Boulder tried for years to get Xcel to incorporate these goals of local input, choice, and resilience. When our franchise expired, Boulder saw the opportunity to take these concerns into our own hands. Boulder then established the principles and characteristics our community wants in the future: clean energy, stable rates, a robust and flexible grid, and local voter input into system management.

We run an excellent water/sewer/stormwater utility, and we expect to join other cities with outstanding municipal electrical utilities.

Any comparison between Boulder and Pueblo must consider how Boulder would finance its utility compared to the Pueblo Board of Water Works’ (BOWW) customized plan for local power. Unlike Bob’s prediction that Pueblo will experience the same regulatory and procedural setbacks as Boulder, I predict a much smoother path.

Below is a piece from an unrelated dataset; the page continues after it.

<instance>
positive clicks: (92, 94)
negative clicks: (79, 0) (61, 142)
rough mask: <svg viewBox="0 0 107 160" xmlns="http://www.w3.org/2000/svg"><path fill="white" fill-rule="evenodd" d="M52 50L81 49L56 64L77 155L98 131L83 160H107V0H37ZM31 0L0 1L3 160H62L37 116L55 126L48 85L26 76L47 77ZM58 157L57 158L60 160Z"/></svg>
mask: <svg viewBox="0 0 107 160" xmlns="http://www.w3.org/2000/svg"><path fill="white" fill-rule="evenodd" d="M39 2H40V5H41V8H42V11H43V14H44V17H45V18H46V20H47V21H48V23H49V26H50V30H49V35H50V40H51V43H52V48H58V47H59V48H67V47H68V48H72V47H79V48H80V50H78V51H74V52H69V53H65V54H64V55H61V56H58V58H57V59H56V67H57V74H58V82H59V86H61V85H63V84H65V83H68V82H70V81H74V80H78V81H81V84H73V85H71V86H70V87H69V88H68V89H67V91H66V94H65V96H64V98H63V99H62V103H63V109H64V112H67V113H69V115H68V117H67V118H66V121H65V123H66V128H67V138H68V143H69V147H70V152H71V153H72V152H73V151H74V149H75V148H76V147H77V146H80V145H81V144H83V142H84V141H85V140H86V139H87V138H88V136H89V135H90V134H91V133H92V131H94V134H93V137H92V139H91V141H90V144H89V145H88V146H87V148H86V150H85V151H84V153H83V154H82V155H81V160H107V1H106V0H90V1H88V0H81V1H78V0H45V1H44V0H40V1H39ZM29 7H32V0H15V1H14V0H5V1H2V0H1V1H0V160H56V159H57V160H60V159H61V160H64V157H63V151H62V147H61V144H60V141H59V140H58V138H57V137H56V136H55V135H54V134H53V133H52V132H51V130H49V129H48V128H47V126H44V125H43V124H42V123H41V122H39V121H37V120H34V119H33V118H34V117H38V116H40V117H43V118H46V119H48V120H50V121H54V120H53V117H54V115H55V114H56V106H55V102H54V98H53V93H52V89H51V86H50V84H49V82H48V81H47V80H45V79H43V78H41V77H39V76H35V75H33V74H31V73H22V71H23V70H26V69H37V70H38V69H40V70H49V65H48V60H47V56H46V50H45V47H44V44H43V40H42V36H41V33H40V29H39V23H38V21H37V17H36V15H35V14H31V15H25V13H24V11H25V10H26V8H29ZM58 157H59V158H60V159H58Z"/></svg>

The initial lawsuits by Xcel Energy against Boulder involved cost limitations initially included in Boulder’s charter, but now withdrawn. This language turned out to be unwarranted because development, acquisition, and startup costs are determined through sequential steps in the courts and regulatory agencies that take time.

Final go or no-go decisions depend on how they all ultimately stack up.

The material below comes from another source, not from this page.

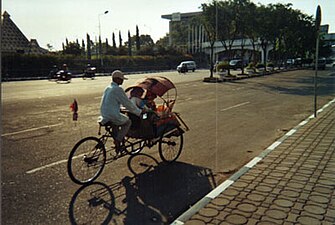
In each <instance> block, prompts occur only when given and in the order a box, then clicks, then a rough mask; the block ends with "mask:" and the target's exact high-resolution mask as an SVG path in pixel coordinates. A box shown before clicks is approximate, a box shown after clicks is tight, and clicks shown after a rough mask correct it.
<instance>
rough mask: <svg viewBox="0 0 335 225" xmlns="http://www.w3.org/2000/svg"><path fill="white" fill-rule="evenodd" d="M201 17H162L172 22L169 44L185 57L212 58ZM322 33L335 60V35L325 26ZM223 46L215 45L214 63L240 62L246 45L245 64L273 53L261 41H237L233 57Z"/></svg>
mask: <svg viewBox="0 0 335 225" xmlns="http://www.w3.org/2000/svg"><path fill="white" fill-rule="evenodd" d="M201 14H202V12H190V13H172V14H167V15H162V16H161V17H162V18H163V19H168V20H169V44H170V45H172V46H175V47H179V48H181V49H183V50H184V52H185V53H189V54H196V53H198V52H204V53H206V54H207V55H210V52H211V49H210V43H209V42H208V40H207V35H206V31H205V29H204V26H203V25H201V24H199V22H197V21H199V20H197V18H198V17H200V16H201ZM320 30H321V33H322V36H323V40H324V41H325V42H326V43H327V44H328V45H330V46H331V47H332V51H333V57H335V33H328V30H329V25H322V26H321V27H320ZM224 42H226V45H228V44H227V43H228V42H229V40H224V41H216V42H215V44H214V58H215V61H220V60H223V59H227V58H241V55H242V51H241V49H242V47H241V44H243V56H244V60H245V61H250V60H251V57H255V58H253V59H252V60H256V61H262V62H266V61H268V56H269V55H270V52H271V50H273V48H274V46H273V44H268V46H267V47H266V49H263V48H262V47H261V43H260V41H256V42H255V43H254V45H253V43H252V42H251V40H250V39H236V40H234V42H233V45H232V46H231V51H232V52H233V54H232V56H228V54H227V50H226V49H225V47H224V46H225V45H224ZM252 53H254V54H252ZM255 53H256V54H255Z"/></svg>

Pueblo has been prudent not to codify hypothetical cost limitations in its charter amendment that could form the basis for litigation. Avoiding making guarantees, however, is not the same thing as giving the BOWW a “blank check.”

As a public agency, BOWW will not move forward unless the switch is in the public interest, saving money for Pueblo ratepayers and providing local control.

More lawsuits and appeals arose in Boulder from the complex condemnation process of Xcel Energy’s assets in Colorado district court, at the Colorado Public Utility Commission, and at the Federal Energy Regulatory Commission. Xcel Energy contested every step along the way in order to slow or prevent the outcome. That said, Boulder believes that it has now hammered out the procedural steps required to move forward from start to finish and that its efforts have created a road map for other cities to follow, including Pueblo.

Another concern is that separating the poles and lines to be condemned from those remaining with Black Hills will be as complex as it was in Boulder, and may leave some customers without power. Because Pueblo’s Phase II Feasibility Study recommends the inclusion of Pueblo County in the new utility’s service territory, this expanded geographic area should reduce or avoid the asset separation issues Boulder has faced.

Another major difference between the cities’ plans is financing. While Boulder may finance some or all of its acquisition through taxpayer-backed bonds, BOWW takes another approach.

Boulder’s voters have reaffirmed three times their willingness to obligate themselves to create a safe, clean and secure energy future, whereas Pueblo is already overburdened by high energy rates.

By having the BOWW secure all development and acquisition costs through future revenues, not taxes, Pueblo’s municipalization plan insulates the community from any possible tax increases. And rates are projected to remain stable and then decrease, and this is what Boulder expects as well.

I am inspired seeing Fort Collins’ municipal utility moving into an exciting phase by providing low-cost, high-quality fiber optic service, as Longmont has done. These are the actions possible when a local electric utility is wholly focused on serving its customers.

I believe that Boulder and Pueblo, too, can each move beyond the status quo and into a new energy era of service to our communities. While our visions and approaches to municipalization may differ, we have in common the vision and the will to realize that possibility.

Sam Weaver is the mayor of Boulder, an energy efficiency and clean energy entrepreneur and a business owner.